Sarah scosse il capo. "No, solo le iniziali. Privacy. Dobbiamo entrare nell'archivio del giornale."

"Quello posso farlo io, dovrebbe essere semplice," disse Tom.

"Ok," disse Sarah, "io e Pat facciamo la parte operativa allora. Tu trova il nome e noi andiamo ad indagare sul posto."

"Scommetto una birra che per domattina avrai il nome," disse Tom.

Sarah sorrise. "Ma tu non bevi."

"Appunto," replicò lui facendole l'occhiolino.

Beatrice non riusciva mai a seguire tutti i passaggi, ma amava guardare quando i suoi amici entravano in azione. Erano gli unici momenti in cui rimpiangeva di non essere una techie come loro. "Wow, ragazzi," sospirò, "siete fantastici. Sono sicura che ce la farete anche stavolta."

"Ce la faremo," disse Sarah, "anche se stavolta ho un brutto presentimento." Si alzò e si accese una sigaretta. "Tutti ai posti di combattimento, allora. Tu Tom fila al computer; Pat, tu dormi da me stanotte, così se domattina abbiamo davvero quel nome ci fiondiamo a indagare."

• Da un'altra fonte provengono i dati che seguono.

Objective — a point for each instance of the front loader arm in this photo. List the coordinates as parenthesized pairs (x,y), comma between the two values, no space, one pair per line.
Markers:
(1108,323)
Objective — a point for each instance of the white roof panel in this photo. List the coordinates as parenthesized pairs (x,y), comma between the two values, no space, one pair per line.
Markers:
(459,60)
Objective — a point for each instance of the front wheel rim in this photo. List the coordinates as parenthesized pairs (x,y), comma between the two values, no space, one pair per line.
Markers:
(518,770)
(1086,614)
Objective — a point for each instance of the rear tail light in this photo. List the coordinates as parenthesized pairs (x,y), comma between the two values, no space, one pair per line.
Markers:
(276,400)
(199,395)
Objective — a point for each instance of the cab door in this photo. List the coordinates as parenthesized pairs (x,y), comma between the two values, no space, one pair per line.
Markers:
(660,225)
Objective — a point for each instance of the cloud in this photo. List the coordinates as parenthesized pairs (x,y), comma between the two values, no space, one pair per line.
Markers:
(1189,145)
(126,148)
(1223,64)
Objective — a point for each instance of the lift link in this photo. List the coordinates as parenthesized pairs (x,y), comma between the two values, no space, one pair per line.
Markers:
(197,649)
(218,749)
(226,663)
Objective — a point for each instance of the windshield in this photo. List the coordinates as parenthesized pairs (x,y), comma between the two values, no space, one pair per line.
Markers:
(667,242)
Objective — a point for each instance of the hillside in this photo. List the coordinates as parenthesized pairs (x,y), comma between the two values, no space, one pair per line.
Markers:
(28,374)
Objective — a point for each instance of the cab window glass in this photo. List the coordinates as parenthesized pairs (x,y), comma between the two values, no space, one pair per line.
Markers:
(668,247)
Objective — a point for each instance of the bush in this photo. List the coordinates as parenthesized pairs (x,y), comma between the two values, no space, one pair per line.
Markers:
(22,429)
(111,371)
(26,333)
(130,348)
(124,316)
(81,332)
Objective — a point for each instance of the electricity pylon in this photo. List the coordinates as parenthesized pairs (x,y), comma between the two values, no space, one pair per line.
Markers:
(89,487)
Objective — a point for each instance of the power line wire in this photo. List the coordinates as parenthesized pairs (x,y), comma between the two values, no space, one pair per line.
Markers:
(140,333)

"Io andrò a nanna, invece," disse Beatrice, un po' delusa. "Meglio così, domani devo studiare e avrò altre due ore di lezione."

"Posso accompagnarti a casa," disse Pat, "prima di tornare da Sarah. È già tardino, si possono fare... hem... brutti incontri, e..."

"Va bene, ok," disse Beatrice sorridendo. "Calmati, mi fa piacere se mi accompagni."